Pads sind vor Allem für all jene praktisch, die unkompliziert und schnell große Kaffee-Vielfalt haben möchten. Eine Kaffeemaschine für Pads ist dafür optimal, weil sie einfach zu bedienen ist, schneller liefert als jede Kaffeemaschine mit Filter und obendrein viele verschiedene Getränke bietet.
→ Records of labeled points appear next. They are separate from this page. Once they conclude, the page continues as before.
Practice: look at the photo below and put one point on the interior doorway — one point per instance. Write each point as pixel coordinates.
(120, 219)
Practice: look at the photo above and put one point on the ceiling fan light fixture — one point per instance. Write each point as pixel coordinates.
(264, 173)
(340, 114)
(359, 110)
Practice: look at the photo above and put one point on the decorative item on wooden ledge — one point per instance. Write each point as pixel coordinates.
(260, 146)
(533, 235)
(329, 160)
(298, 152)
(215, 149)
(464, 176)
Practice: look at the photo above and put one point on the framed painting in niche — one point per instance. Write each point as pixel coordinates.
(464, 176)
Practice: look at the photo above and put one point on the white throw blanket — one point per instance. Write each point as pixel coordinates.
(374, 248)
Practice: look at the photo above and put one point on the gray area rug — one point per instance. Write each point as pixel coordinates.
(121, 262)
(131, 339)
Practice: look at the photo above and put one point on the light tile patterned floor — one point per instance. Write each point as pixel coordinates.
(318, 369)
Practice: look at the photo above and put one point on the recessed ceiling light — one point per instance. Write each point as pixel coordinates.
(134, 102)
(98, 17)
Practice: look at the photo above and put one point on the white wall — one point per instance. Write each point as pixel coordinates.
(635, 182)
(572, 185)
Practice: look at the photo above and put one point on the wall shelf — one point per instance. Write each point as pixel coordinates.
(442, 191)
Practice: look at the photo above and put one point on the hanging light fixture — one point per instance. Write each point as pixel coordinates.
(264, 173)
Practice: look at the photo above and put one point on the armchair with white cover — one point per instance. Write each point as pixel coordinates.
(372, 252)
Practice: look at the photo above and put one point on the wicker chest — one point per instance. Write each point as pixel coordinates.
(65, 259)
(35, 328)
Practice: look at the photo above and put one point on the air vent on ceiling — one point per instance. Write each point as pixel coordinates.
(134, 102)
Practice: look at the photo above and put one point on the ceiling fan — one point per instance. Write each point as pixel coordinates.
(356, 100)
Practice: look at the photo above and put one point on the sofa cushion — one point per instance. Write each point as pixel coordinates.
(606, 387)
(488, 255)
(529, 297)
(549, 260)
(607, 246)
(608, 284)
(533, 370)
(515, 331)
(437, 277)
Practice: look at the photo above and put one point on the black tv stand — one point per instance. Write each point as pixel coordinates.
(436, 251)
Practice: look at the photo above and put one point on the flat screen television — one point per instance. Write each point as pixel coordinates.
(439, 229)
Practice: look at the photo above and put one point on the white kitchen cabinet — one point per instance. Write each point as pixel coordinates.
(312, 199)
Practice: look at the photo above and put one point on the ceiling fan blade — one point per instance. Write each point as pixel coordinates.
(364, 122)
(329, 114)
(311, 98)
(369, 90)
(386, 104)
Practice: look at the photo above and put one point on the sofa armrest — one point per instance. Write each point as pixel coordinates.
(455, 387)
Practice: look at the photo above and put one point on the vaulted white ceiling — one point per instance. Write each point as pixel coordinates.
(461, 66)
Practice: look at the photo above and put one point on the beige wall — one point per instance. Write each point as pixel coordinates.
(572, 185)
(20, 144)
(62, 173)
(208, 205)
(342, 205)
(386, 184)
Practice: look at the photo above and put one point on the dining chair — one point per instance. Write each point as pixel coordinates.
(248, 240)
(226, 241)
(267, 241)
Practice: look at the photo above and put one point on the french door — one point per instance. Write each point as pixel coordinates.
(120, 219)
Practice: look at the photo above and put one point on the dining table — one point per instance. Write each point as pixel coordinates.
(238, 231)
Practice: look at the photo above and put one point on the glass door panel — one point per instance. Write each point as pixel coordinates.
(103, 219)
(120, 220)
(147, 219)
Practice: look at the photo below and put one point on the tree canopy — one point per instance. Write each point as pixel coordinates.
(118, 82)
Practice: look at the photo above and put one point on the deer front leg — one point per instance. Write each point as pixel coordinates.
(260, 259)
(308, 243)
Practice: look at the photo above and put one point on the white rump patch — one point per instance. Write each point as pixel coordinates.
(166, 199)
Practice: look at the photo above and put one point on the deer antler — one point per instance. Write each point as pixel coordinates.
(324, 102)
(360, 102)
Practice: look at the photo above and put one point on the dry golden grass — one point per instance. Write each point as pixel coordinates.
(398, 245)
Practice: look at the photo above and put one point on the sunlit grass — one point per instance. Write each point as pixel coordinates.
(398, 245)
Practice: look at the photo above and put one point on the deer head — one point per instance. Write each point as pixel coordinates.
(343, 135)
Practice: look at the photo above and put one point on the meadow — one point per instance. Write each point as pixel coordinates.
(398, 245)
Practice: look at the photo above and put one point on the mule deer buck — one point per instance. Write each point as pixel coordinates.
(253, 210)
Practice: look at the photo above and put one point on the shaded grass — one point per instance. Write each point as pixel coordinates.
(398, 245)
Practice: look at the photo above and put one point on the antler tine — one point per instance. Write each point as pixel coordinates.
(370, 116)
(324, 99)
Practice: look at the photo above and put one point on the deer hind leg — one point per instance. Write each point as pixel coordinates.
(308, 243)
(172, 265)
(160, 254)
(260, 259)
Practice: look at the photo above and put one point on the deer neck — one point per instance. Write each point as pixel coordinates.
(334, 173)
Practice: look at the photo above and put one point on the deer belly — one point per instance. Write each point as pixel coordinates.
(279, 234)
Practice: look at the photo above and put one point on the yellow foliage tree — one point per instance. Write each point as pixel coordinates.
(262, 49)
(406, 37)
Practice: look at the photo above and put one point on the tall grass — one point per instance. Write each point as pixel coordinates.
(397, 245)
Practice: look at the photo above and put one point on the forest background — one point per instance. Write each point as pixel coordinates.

Ob Senseo, WMF oder ein ganz anderer Hersteller: Die Anschaffungskosten sind verglichen mit einem Kaffeevollautomaten niedrig und die Kosten pro Kaffee überschaubar. Auch Wartung und Reinigung der Pads-Maschine sind unkompliziert. Einziges Manko bei so viel Komfort: Für eigene Einstellungen, zum Beispiel mehr Wasser oder stärkeren Kaffee, ist nicht viel Raum. Dafür verkaufen die großen Kaffeeröstereien aber mittlerweile so viele verschiedene Pads, dass jeder seine Lieblingssorte finden kann. In Sachen Aroma kann eine Kaffeepadmaschine es durchaus mit der Filter-Kaffeemaschine aufnehmen. Nachteil ist der Müll, der durch die Pads aus Papier bei jeder Tasse Kaffee entsteht. Bleibt der Kaffee schwarz, sind die Pads meist aus Papier und kompostierbar. Kommen aber Milchschaumkammern und Kunststoffteile ins Spiel, geht das auf Kosten der Umwelt. Unterm Strich bleibt aber immer noch weniger Abfall zurück als bei einer Kaffeemaschine mit Kapsel-System. Tipp für Umweltbewusste: Es gibt auch Pads zum Selber- und Wiederbefüllen.